Dans une station de tramway désaffectée vivait une idole. L’homme n’avait que le football dans la vie. Une considération qui confine souvent au cliché, mais le désœuvrement le plus total attendait bien l’ex-attaquant de Rosario Central, Waldino Aguirre, une fois les crampons raccrochés. L’action se situe au début des années 50. Une fois sa vie de Dieu du stade enterrée, Aguirre se met à boire. Beaucoup trop. Pour se payer ses bouteilles, l’ex-goleador raconte sa splendeur aux Rosarinos qui le reconnaissent et l’adulent encore. Aguirre aime s’enivrer dans le mirage de ses années fastes, mais il n’oublie pas l’essentiel : demander une petite pièce une fois l’anecdote contée afin de pouvoir ramener une bouteille à siffler dans le précaire confort de sa cabane. L’ex-attaquant vivote ainsi près d’une trentaine d’années.
Torito, le surnom de cet attaquant fougueux, a longtemps été le meilleur buteur de l’histoire de Rosario Central. Son allure maladroite, bancale, ne l’avait pas empêché de planter 95 buts en 188 matchs de 1941 en 1946, puis de 1949 à 1951. Il faudra attendre le roc Mario Kempes pour le déloger des cimes : 97 réalisations en trois années sous le maillot canalla pour El Matador. Enfant du quartier marginal de la Tablada, Aguirre était une idole locale, à qui la ville pardonnait à peu près tout. Même les fans de Newell’s Old Boys se montraient plutôt magnanimes avec l’idole ennemie.

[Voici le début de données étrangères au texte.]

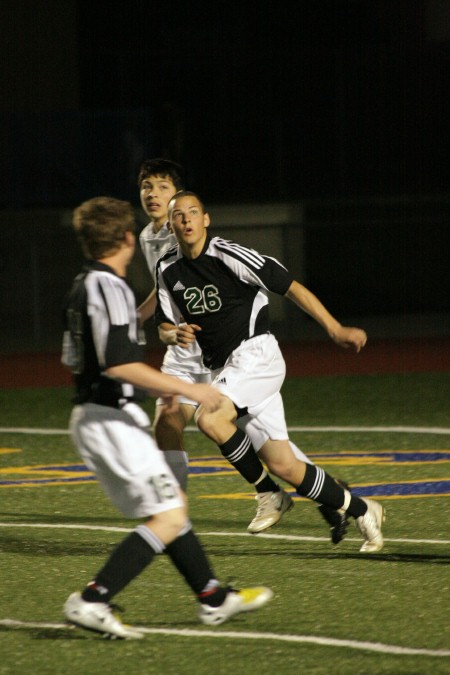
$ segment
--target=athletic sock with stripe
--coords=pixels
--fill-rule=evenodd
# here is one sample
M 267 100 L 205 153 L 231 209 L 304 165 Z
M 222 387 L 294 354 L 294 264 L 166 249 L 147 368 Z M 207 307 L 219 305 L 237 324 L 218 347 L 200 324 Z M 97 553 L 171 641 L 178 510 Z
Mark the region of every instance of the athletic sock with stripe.
M 87 602 L 109 602 L 163 550 L 164 544 L 158 537 L 145 525 L 139 525 L 114 549 L 81 597 Z
M 248 483 L 253 483 L 257 492 L 279 492 L 279 486 L 267 474 L 250 438 L 241 429 L 236 429 L 231 438 L 219 445 L 219 448 L 236 471 Z
M 302 497 L 325 504 L 336 511 L 343 508 L 353 518 L 359 518 L 367 511 L 367 504 L 362 499 L 344 490 L 334 478 L 313 464 L 306 465 L 305 477 L 296 491 Z

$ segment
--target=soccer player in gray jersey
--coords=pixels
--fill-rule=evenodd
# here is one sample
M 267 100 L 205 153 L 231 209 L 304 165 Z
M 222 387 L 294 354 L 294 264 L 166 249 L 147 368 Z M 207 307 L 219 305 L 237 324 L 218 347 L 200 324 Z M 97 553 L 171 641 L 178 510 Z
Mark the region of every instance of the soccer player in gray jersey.
M 140 234 L 142 252 L 148 269 L 155 281 L 155 269 L 158 259 L 176 244 L 176 238 L 168 223 L 168 206 L 175 193 L 183 187 L 182 167 L 168 159 L 155 158 L 145 160 L 139 170 L 138 186 L 141 205 L 149 224 Z M 155 288 L 139 307 L 141 323 L 153 316 L 156 307 Z M 196 340 L 180 347 L 169 344 L 161 370 L 186 382 L 211 381 L 211 371 L 203 364 L 202 353 Z M 166 459 L 175 473 L 181 487 L 186 490 L 188 460 L 185 451 L 183 432 L 192 420 L 197 403 L 188 398 L 180 398 L 177 411 L 163 406 L 163 399 L 156 402 L 154 434 L 158 446 L 165 451 Z M 250 431 L 250 434 L 252 431 Z M 256 430 L 253 431 L 256 433 Z M 257 443 L 258 438 L 252 438 Z M 293 452 L 308 462 L 308 458 L 292 444 Z M 255 485 L 257 492 L 257 511 L 248 526 L 249 532 L 256 534 L 277 523 L 282 515 L 292 508 L 291 497 L 282 490 L 270 476 L 265 475 Z M 323 513 L 331 528 L 331 537 L 338 543 L 345 534 L 347 520 L 336 511 Z
M 216 580 L 192 530 L 185 496 L 137 403 L 145 392 L 176 407 L 180 395 L 213 412 L 222 396 L 207 384 L 184 382 L 144 363 L 134 295 L 124 279 L 135 249 L 133 208 L 98 197 L 75 209 L 73 222 L 87 262 L 65 307 L 62 360 L 75 379 L 71 437 L 113 504 L 140 524 L 84 590 L 69 596 L 64 615 L 109 637 L 143 637 L 115 616 L 110 601 L 163 552 L 197 598 L 202 623 L 220 624 L 258 609 L 272 597 L 270 589 L 236 591 Z
M 383 507 L 352 495 L 322 468 L 297 459 L 291 450 L 280 394 L 285 363 L 270 332 L 268 291 L 292 300 L 342 347 L 359 352 L 366 344 L 365 332 L 342 326 L 274 258 L 211 238 L 209 215 L 194 193 L 178 193 L 170 202 L 169 216 L 178 245 L 157 266 L 160 336 L 180 346 L 197 339 L 204 363 L 212 370 L 213 386 L 224 394 L 218 410 L 200 407 L 199 428 L 249 483 L 264 475 L 261 457 L 299 495 L 353 517 L 364 539 L 361 552 L 381 550 Z M 180 325 L 181 317 L 186 324 Z M 236 424 L 244 415 L 245 431 Z M 260 434 L 253 447 L 252 429 Z

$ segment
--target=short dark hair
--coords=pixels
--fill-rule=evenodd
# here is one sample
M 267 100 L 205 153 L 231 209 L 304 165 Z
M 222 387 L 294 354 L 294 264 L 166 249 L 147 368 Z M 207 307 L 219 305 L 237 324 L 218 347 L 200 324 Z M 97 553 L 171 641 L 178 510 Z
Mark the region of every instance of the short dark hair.
M 203 213 L 207 212 L 206 208 L 205 208 L 205 204 L 203 203 L 202 199 L 198 196 L 198 194 L 196 192 L 191 192 L 191 190 L 178 190 L 178 192 L 176 192 L 174 194 L 174 196 L 172 197 L 172 199 L 169 202 L 169 208 L 168 208 L 169 216 L 171 215 L 171 213 L 173 211 L 175 201 L 177 199 L 179 199 L 180 197 L 195 197 L 195 199 L 200 204 Z
M 164 159 L 163 157 L 145 159 L 139 168 L 139 189 L 142 181 L 149 176 L 161 176 L 163 178 L 168 176 L 177 190 L 183 190 L 184 188 L 184 169 L 181 164 L 177 164 L 171 159 Z
M 73 227 L 87 258 L 100 260 L 115 253 L 125 232 L 136 232 L 133 207 L 114 197 L 94 197 L 73 212 Z

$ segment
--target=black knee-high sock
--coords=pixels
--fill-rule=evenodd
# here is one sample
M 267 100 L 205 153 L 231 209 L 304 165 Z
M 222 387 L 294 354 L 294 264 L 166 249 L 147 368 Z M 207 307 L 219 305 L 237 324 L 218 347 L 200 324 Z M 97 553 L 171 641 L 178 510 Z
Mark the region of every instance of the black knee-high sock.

Torture, femmes au balcon et cojones
Les bonnes manières n’ont jamais accompagné Waldino Aguirre. Sur le terrain, l’attaquant s’écharpait vivement avec ses adversaires et ses dialogues trop frontaux avec les arbitres lui valaient de collectionner les expulsions. Aguirre répondait à la provocation par la provocation. En 1949, lors d’un Clásico face à Newell’s Old Boys, il se signale en prenant à deux mains ses cojones pour montrer qu’il n’en manque pas. Une revendication destinée à une loge uniquement composée de femmes qui venaient de l’insulter. Au terme de la rencontre, la police l’arrêtera.
Près de trente ans plus tard, Torito fera un nouveau tour au commissariat. Il en ressortira les pieds devant. Ce 27 octobre 1977 au soir, Aguirre est arrêté. Une jeune fille de 19 ans dont le père est un partenaire de biture régulier de l’ex-footballeur vient d’être portée disparue. Appréhendée, l’idole déchue nie les faits, mais sous le régime militaire, la police a pris l’habitude d’arracher des aveux par tous les moyens nécessaires, et à ne pas s’embarrasser avec la vérité. Pendant la séance de torture d’Aguirre, on monte le son de la radio. Au petit matin, le commissaire informe que l’ex-meilleur buteur de l’histoire de Rosario Central a succombé à une crise cardiaque. Une enquête postérieure permet de conclure qu’il a été, en réalité, victime d’une hémorragie massive, consécutive à la multitude de coups reçus. En 1980, un officier sera condamné à 10 ans de prison, un autre à 12 ans, pour « torture ayant entraîné la mort. » Seule l’impunité aura épargné Waldino Aguirre.